Landkreis/Delmenhorst - Wer im Kreis Oldenburg auf dem Bau arbeitet, bekommt jetzt für zurückgelegte Wege zwischen Betrieb und Baustelle eine Entschädigung von sechs bis acht Euro pro Tag. Das hat die Industriegewerkschaft Bauen-Agrar-Umwelt Nordwest-Niedersachsen (IG Bau) mitgeteilt. Arbeitende auf Montage, die nicht nach Hause fahren könnten, bekämen abhängig von der Strecke 18 bis 78 Euro pro Woche. Unberührt davon blieben das Kilometergeld für die private Anfahrt und Erstattungen für Bus- und Bahn-Fahrten.

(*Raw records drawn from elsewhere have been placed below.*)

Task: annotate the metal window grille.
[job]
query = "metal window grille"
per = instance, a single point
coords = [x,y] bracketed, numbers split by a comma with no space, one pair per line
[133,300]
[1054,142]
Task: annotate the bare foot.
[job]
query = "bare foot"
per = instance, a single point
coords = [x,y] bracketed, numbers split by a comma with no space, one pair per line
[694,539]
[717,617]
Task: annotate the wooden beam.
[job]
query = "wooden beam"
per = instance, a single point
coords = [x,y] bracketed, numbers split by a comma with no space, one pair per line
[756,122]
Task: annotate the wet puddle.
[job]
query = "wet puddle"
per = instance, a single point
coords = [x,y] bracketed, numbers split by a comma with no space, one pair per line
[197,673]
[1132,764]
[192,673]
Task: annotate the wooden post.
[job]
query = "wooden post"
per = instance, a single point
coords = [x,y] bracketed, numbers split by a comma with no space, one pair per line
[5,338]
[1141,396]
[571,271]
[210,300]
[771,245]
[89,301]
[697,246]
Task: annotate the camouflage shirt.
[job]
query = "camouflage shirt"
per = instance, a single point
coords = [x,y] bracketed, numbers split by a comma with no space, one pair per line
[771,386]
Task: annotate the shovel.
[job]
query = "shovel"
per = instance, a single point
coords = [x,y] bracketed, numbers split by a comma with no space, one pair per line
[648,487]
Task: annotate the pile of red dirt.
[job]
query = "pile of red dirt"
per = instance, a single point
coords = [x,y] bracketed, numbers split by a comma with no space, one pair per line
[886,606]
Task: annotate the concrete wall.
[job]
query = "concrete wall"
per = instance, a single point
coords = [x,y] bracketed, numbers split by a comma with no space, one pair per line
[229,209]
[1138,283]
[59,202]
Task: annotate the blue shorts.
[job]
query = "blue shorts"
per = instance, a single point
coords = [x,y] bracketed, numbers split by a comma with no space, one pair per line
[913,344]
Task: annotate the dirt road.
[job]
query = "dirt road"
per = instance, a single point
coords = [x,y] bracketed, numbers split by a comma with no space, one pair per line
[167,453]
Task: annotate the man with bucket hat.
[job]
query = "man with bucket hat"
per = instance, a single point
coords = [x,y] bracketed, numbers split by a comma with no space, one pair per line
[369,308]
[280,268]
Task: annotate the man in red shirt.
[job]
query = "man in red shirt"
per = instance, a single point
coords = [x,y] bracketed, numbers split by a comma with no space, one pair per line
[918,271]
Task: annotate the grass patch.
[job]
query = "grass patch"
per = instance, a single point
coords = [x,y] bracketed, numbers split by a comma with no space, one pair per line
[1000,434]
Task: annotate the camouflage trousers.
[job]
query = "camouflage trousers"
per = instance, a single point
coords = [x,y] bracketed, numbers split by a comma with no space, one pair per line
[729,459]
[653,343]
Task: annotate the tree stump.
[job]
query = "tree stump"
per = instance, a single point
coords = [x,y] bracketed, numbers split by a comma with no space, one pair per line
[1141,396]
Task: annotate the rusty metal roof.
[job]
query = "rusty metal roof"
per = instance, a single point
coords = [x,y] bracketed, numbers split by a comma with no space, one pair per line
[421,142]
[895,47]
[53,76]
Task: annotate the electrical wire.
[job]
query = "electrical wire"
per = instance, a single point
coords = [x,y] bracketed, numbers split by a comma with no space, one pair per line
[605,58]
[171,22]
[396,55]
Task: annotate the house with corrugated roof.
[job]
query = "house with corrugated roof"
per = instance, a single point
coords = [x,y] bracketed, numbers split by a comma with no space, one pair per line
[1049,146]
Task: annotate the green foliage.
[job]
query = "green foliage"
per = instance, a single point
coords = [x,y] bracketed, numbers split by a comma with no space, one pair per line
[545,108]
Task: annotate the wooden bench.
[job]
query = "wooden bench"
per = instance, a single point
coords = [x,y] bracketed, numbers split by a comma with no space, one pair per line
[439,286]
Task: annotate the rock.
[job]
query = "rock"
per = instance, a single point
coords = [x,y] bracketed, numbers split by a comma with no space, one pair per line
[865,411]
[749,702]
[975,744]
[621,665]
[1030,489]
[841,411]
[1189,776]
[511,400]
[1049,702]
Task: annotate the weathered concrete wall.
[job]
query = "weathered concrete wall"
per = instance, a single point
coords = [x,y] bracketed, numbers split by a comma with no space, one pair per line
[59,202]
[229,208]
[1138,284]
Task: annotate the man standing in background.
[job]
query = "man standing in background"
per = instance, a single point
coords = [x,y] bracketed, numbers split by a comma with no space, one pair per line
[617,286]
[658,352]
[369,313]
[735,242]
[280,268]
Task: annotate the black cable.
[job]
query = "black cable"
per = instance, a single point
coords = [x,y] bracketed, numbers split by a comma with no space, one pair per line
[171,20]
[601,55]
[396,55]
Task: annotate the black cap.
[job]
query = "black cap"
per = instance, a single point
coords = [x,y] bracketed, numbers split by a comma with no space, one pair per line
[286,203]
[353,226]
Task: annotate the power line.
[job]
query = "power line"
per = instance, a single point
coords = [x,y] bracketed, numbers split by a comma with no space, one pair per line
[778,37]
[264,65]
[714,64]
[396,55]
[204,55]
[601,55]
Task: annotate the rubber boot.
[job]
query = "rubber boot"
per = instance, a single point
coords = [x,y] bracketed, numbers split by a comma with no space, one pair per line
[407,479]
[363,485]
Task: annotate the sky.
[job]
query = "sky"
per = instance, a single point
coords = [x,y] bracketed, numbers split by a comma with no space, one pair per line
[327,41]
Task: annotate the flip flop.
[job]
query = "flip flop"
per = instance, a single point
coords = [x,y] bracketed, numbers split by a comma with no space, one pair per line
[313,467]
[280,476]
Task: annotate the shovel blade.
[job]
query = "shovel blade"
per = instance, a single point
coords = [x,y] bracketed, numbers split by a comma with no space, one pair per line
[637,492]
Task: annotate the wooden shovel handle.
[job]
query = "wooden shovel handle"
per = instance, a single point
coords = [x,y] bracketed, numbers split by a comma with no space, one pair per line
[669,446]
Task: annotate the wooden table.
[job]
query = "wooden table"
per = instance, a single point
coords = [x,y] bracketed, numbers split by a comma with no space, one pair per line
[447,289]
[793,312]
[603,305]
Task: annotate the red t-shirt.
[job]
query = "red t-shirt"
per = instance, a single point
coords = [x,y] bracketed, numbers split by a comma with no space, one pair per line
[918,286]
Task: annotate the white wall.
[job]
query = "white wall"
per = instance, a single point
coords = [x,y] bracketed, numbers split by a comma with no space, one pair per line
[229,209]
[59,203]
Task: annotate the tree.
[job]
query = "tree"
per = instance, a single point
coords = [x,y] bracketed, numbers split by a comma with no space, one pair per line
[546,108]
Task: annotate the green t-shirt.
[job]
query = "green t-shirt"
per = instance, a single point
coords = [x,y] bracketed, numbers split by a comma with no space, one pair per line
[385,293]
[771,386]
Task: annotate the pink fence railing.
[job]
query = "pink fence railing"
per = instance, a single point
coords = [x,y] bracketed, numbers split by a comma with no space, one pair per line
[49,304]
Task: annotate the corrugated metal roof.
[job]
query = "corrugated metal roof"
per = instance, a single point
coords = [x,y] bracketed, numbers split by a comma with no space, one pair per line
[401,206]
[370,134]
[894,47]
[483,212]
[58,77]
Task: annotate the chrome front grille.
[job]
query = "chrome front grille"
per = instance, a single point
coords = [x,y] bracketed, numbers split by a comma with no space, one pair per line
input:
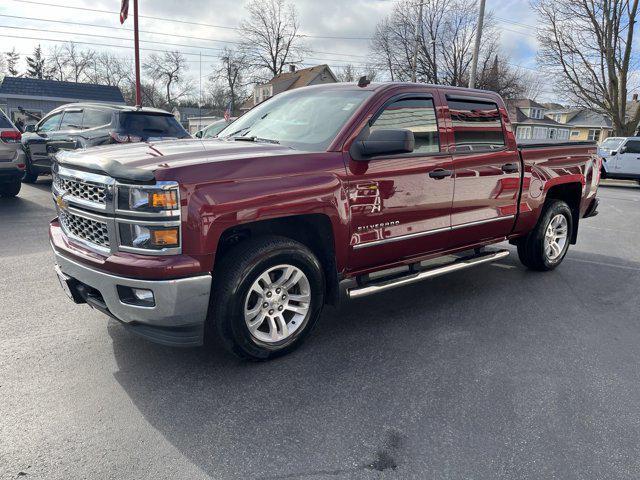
[91,231]
[81,190]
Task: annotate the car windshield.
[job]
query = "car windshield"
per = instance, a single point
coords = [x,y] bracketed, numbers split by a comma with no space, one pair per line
[151,125]
[612,143]
[301,119]
[213,129]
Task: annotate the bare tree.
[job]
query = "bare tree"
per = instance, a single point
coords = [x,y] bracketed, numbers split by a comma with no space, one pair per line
[57,64]
[77,60]
[270,35]
[446,34]
[13,58]
[587,48]
[231,74]
[169,69]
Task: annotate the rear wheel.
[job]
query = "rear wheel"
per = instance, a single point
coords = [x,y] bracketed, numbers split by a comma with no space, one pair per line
[267,296]
[546,246]
[10,189]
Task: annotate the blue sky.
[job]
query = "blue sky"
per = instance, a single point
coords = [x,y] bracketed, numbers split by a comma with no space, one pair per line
[341,18]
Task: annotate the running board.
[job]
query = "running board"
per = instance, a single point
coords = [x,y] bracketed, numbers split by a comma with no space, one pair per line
[414,277]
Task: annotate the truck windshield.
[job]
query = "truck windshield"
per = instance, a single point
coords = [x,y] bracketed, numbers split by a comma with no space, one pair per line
[612,143]
[301,119]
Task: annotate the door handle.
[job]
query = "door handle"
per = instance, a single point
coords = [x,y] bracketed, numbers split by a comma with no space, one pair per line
[440,173]
[510,168]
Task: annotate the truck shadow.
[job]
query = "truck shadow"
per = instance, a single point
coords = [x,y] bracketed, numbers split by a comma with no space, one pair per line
[388,381]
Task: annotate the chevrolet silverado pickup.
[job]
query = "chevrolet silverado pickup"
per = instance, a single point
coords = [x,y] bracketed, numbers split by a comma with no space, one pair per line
[313,193]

Aber was bedeuten die neuen Tarifregelungen konkret für Betriebe im Landkreis?
Teils eigene Initiativen
„Wir befassen uns damit, sind aber noch dabei, das auszuloten“, sagt Christian Kläner, Geschäftsführer von „Kläner Bau“ in Brettorf. Michael Meyer von „MMH-Bau“ in Prinzhöfte ist das Thema „Entschädigung“ derweil vor zwei Jahren selbst angegangen, wie er sagt: Er entschädige seine zwei Bauarbeiter „ab Abfahrt von zuhause“. Baustellen seien vom Betrieb aus im Umkreis von rund einer Fahrstunde erreichbar. Aber auch wenn Baustellen direkt neben dem Betrieb liegen, hätten Beschäftigte jetzt Anspruch auf sechs Euro Entschädigung pro Tag, sagt Christian Wechselbaum, Regionalleiter Weser-Ems bei der IG Bau.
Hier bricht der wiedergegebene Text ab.